Sur la télévision allemande ZDF, Liane Schalatek, à la tête de la Heinrich Boell Foundation à Washington, a expliqué que « quand on réserve une salle pour des réunions de discussions de la société civile, les caméras du soutien technique sont toujours braquées sur les visages des participants ». « C’est inhabituel et inutile et on ne peut pas écarter la possibilité que tout soit enregistré. »

Pressions de Joe Biden

Depuis la semaine dernière, la pression diplomatique monte et Abdel Fattah al-Sissi a dû répondre à plusieurs dirigeants occidentaux, dont l’Américain Joe Biden à la Cop27, qui s’enquéraient du sort d’Alaa Abdel Fattah.

Semblant faire un appel du pied, Joe Biden a salué la commission des grâces présidentielles réactivées en Égypte en avril après avoir été mise en sommeil durant des années.

Le 11 novembre, l’autre soeur d’Alaa Abdel Fattah, Mona Seif, a annoncé avoir déposé une nouvelle demande à cette commission.
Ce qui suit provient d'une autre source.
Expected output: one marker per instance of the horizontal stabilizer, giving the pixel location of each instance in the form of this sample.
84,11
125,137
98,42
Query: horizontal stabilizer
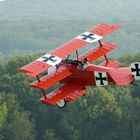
97,52
111,64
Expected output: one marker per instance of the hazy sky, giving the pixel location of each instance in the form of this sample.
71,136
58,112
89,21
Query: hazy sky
73,9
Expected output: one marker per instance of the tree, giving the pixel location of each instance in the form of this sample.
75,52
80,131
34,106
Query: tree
22,128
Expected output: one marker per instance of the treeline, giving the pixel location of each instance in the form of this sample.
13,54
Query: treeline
20,37
111,113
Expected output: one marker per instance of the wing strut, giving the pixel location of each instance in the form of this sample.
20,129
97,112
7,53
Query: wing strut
42,90
77,55
106,59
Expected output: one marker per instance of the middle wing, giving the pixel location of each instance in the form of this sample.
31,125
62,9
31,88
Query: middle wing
55,57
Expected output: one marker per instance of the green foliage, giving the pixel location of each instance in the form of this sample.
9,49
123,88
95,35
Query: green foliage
3,111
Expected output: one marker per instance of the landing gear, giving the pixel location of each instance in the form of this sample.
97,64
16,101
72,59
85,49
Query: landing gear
61,103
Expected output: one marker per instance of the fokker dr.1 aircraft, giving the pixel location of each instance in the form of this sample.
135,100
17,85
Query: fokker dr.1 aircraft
74,75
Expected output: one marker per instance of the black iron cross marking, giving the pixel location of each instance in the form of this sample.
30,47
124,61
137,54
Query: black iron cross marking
50,58
136,69
90,36
101,78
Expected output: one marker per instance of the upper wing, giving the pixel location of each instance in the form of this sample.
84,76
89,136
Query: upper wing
52,78
54,57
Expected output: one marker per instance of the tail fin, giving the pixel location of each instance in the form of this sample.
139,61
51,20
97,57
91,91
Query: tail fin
135,70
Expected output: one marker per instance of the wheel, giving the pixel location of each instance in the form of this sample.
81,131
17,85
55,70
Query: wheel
61,103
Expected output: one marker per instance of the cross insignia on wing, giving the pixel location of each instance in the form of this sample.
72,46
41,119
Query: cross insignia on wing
89,37
101,78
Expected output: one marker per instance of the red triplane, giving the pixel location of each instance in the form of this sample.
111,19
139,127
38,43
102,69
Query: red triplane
76,74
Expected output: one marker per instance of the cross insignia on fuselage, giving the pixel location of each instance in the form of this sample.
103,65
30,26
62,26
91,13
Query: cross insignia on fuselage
89,36
50,58
136,69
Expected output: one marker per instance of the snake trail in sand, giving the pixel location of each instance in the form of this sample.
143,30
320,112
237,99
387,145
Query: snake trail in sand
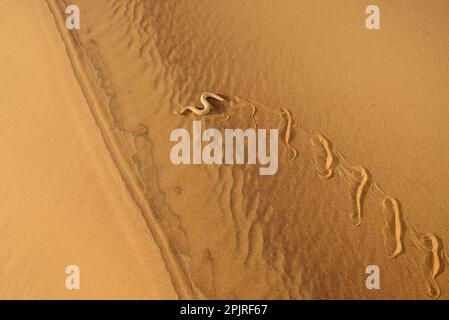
429,243
206,104
391,209
288,132
321,147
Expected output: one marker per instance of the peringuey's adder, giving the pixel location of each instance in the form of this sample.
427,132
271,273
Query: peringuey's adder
206,104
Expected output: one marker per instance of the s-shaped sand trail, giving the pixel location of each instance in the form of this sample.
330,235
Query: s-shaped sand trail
114,142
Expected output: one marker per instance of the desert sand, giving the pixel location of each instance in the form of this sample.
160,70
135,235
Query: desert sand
363,158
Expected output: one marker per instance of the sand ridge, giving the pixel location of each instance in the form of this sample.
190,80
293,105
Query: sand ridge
224,231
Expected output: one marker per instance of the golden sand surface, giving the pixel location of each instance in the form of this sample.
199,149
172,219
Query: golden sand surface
363,157
62,199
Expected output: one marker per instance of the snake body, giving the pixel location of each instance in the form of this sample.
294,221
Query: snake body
206,104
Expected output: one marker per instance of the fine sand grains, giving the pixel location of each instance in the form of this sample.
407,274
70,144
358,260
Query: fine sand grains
224,231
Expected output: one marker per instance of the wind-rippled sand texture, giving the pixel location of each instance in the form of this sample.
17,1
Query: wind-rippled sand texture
225,231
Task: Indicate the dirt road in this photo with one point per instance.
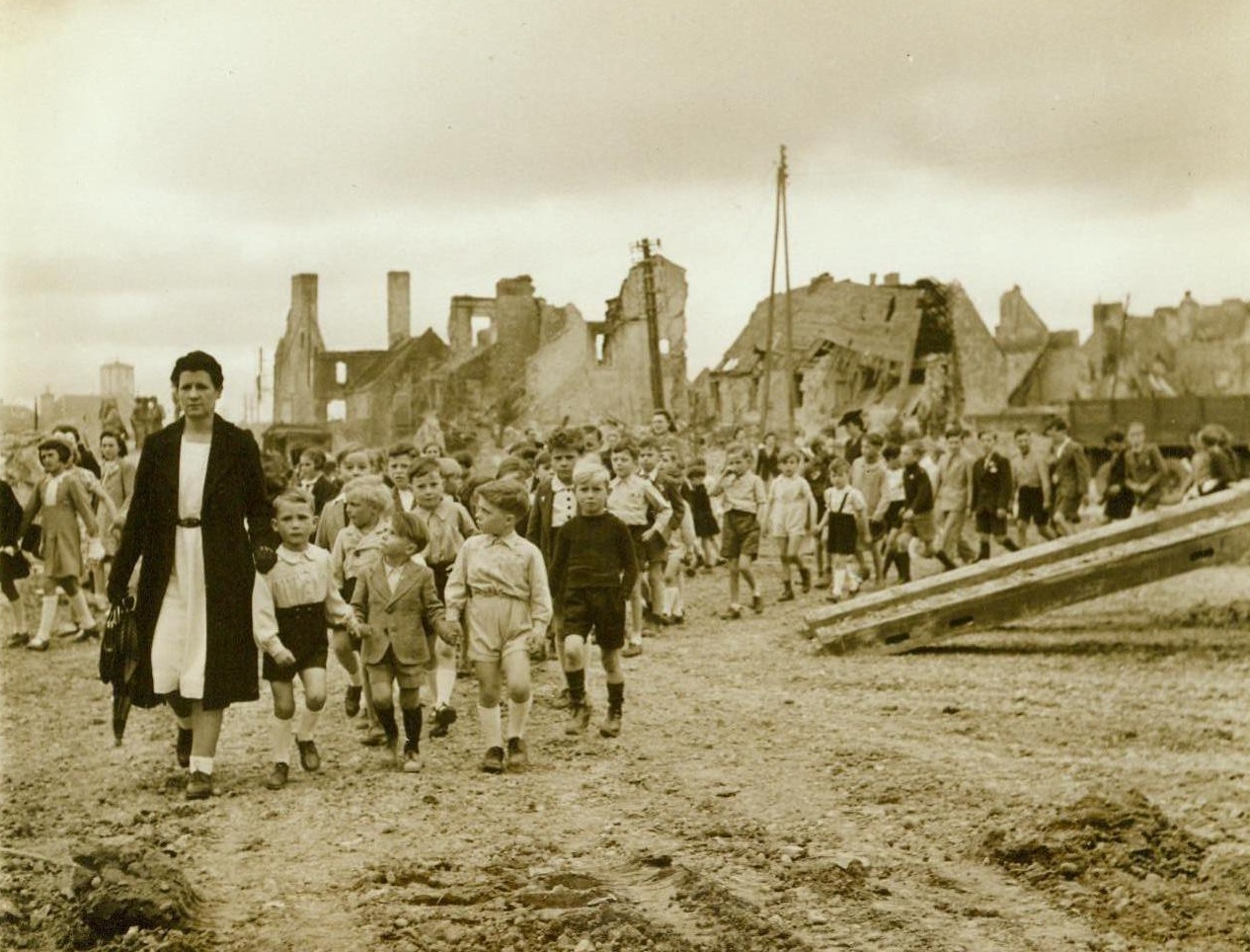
(1082, 782)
Icône de la révolution de 2011 en Égypte qui chassa du pouvoir Hosni Moubarak, Alaa Abdel Fattah, qui fêtera ses 41 ans le 18 novembre, a été arrêté fin 2019. Il a été condamné à cinq ans de prison pour diffusion de « fausses informations » après avoir reposté sur Facebook un texte, écrit par un autre, accusant un officier de torture.

La commission des grâces présidentielles en Égypte est largement contestée par les défenseurs des droits humains qui soulignent que si elle a permis d’élargir plus de 750 détenus, quasiment le double d’Égyptiens sont rentrés en prison pour délit d’opinion dans le même temps.